Windy- pouring- cold Friday afternoon, I hit the road for the party. The train dawdled; I wouldn’t get there in time. Such weather didn’t allow me to wear shoes. Thus, the rubber slippers made them ideal for wearing while walking under the rain. My umbrella had no use since the rain moved in different directions. Holding the umbrella, I struggled against the wind, running and I must say “This is a perfect weather for the 2009 SUMMER fest.”
When I finally got to the venue, everybody was rubbernecking at my unpleasantly wet feet. So I thoroughly dry them at once and put on the LV shoes. I was just on time for the ‘warm- up’ drink before setting off to the party hall. My colleagues were in high spirits to see me after a month- long vacay. It was exciting to see them all again.
The Party:
First course meal: Salmon with greenies
Entertainment: The Stand- up comedians- in their purple costumes
The Purplic Duo with the wannabe comedian
She also entertains the plants at the party 🙂
Chow: Buffet- your taste, your pick
Dessert: Almond Cake
Booze: Vodka, Cognac, Beer, Red and White wine, etc.
Party High Spots:
Chats with comrades
No to colas but yes to booze
Photo ops
Dance- like no one is watching.

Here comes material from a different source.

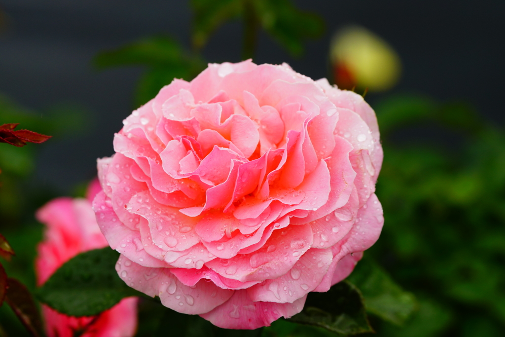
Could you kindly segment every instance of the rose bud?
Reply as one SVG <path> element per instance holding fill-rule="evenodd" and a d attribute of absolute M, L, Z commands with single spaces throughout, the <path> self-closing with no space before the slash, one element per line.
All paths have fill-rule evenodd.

They bang, she bangs, he bangs, we bang! The dance enthusiasts were all out. So was I. The band was awesome- they made us want to dance even more. Kicked off our shoes and bopped on the floor.
Dancin' Barefoot
Most of time spent at the bash was dancing and drifting around.
🙂
Big boys don't gossip 😉
Not so tipsy (^.^)
Had such a great time! Really cool people, cozy dance floor and amusing comedians.
Before the party ended, I and a colleague made our quiet exit. The rain gave up a bit when we walked to the train station. Unfortunately, we missed the last train. No option but to take a taxi. While my colleague was waiting for her hubby to pick her up, I was obliviously passing out on the bench. Good thing I didn’t get mugged, otherwise I might have lost my Gucci and LV stuff. Oh my geeezzz! For the first time this year, I got tanked up! As I was about to lose my consciousness, I felt my colleague shaking me “Hey, wake up. Your taxi is here.” I tried to get to my feet with my eyes padlocked and wobbly loaded my body into the taxi. The taxi driver interrogated “Is everything all right?” I alerted my senses, maintained my composure, acted sober and responded “Yes, I’m fine.” I pretended to look like a teetotaler for I was scared that he might do something crazy. My speech bubble spoke— Oh no no no. ‘Oh Lord, won’t you show me his halo? Turn him into an almost two winged angel.’ But in situation like this, there’s only one sure-fire way to appear sober- tell your address and keep your eyes wide open to show that you’re still up and about.
But no matter how sober you find you can act, if you’ve had too much alcohol, you just can’t hide it. The taxi driver of course wasn’t blind and stupid. He knew that I was three sheets to the wind. It was written all over my face. On the way, he asked me if I should pay with a card or cash. I said, ‘Visa card’. He subtly demanded me to hand him in my card before reaching home. However, as I dug my card out of my bag, I could feel the C2H5OH a.k.a. intoxicating alcohol streaming through my throat. I subsequently puked into the plastic bag with my slippers in it. Ewww, GROSS. Thank God I had that plastic with me, if not, I could have been charged with vomiting. “Barf in the taxi… you pay!”
After the throwing up stint, as requested, I handed him my Visa card. As soon as I’d paid, I apologized “I’m really sorry”, then I got off the cab. He didn’t say anything, instead, he pulled over at the roadside and opened all the car doors to take the ‘barf smell’ out of the cab. He wasn’t amused for sure and who would be?
(An angel was phoned to rescue me, THANK YOU.)
Headache, hangover, stiff neck and all intoxicating effects of the alcohol hardly lullabied me. The next day, I was still vomiting the different drinks out of my fibers. And my soles looked grimy with calluses and slightly battered caused by repeated friction on the dance floor.
Lesson Learned: Always drink responsibly and in moderation to avoid negative consequences? Nah, how about ‘When partying, bring with you an in case barfbag‘ I did drink responsibly, didn’t I? (can’t recall how much I glugged though, haha!). Just let me justify, maybe my body is no longer into booze.